Vorteil Apotheke Die S3-​Leitlinie „Nicht erholsamer Schlaf/Schlafstörungen“ der Deutschen Gesellschaft für Schlafforschung und Schlafmedizin setzt den Schwerpunkt der Therapie auf die nichtmedikamentösen Maßnahmen zur Verbesserung des Schlafes. PTA und Apotheker übernehmen deshalb bei der persönlichen Beratung zu Schlafstörungen eine verantwortungsvolle Aufgabe. Bei ersten Beschwerden kommen die Patienten zunächst in die Apotheke und suchen dort Rat. Im Gegensatz zu Bestellungen im Internet ohne Beratung, kann im persönlichen Gespräch besser eruiert werden, was die Ursachen für die Schlafprobleme sind, was der Betroffene bisher unternommen hat, ob er seine Schlafbedingungen verbessern kann und ob eine ärztliche Diagnostik nötig ist. Hilfreich ist es, sich den Medikationsplan des Patienten zeigen zu lassen. Er gibt einen Überblick über die Dauer-​Medikamente und die Erkrankungen.

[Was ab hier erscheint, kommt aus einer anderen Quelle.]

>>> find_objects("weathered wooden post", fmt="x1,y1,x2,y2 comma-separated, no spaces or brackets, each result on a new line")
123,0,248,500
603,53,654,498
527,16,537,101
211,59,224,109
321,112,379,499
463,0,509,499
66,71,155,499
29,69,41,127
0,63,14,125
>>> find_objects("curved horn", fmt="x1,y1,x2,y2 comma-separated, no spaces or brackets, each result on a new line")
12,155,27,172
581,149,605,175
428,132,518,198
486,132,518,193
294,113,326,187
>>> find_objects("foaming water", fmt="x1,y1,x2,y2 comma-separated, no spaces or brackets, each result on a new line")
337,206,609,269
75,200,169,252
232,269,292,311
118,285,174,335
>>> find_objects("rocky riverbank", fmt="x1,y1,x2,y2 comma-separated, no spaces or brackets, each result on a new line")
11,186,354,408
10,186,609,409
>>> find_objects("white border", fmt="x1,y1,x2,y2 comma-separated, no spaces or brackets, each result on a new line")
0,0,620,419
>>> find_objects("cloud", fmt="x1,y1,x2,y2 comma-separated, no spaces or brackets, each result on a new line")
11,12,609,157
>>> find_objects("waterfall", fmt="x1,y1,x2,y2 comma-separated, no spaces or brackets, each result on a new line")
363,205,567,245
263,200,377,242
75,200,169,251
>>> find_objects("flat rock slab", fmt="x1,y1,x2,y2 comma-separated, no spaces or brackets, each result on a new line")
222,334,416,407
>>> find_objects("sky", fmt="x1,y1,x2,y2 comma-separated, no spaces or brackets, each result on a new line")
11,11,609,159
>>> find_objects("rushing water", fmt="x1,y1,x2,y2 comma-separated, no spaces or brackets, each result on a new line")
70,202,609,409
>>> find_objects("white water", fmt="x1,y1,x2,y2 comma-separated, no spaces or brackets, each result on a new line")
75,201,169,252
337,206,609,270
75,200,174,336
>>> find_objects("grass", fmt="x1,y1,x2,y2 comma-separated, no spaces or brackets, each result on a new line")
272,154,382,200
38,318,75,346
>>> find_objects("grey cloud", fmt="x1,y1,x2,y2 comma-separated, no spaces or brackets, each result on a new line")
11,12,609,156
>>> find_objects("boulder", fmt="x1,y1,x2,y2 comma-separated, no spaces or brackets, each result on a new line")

Oftmals stören Medikamente den Schlaf. Durch Verschiebung der Einnahmezeitpunkte kann die Situation häufig verbessert werden. In der Apotheke können Broschüren und Tipps zur richtigen Schlafhygiene mitgegeben werden. Falls PTA und Apotheker die Schlafstörungen als eine Koerkrankung anderer Beschwerden identifizieren, zum Beispiel einer depressiven Verstimmung, dann gilt es, den Patienten an einen Arzt zu verweisen. Eine wichtige Rolle spielen die Mitarbeiter der Apotheke auch bei der Belieferung von Rezepten, auf den Schlafmittel verordnet werden. Hier können sie zum einen auf die richtige Einnahme hinweisen, nach möglichen Nebenwirkungen wie dem Hangover am nächsten Tag fragen und auf Wechselwirkungen mit anderen Medikamenten achten. Bei Erstverordnung sollte der Patient erfahren, dass die Dosierung nur langsam erhöht werden darf, damit die Reaktionsfähigkeit nicht zu sehr eingeschränkt wird. Auch vom gleichzeitigen Genuss von Alkohol sollte explizit abgeraten werden. Wer den Eindruck hat, dass der Patient von Schlafmitteln abhängig ist, sollte versuchen, eine vertrauensvolle Basis im Gespräch zu finden und Wege aus der Abhängigkeit aufzuzeigen.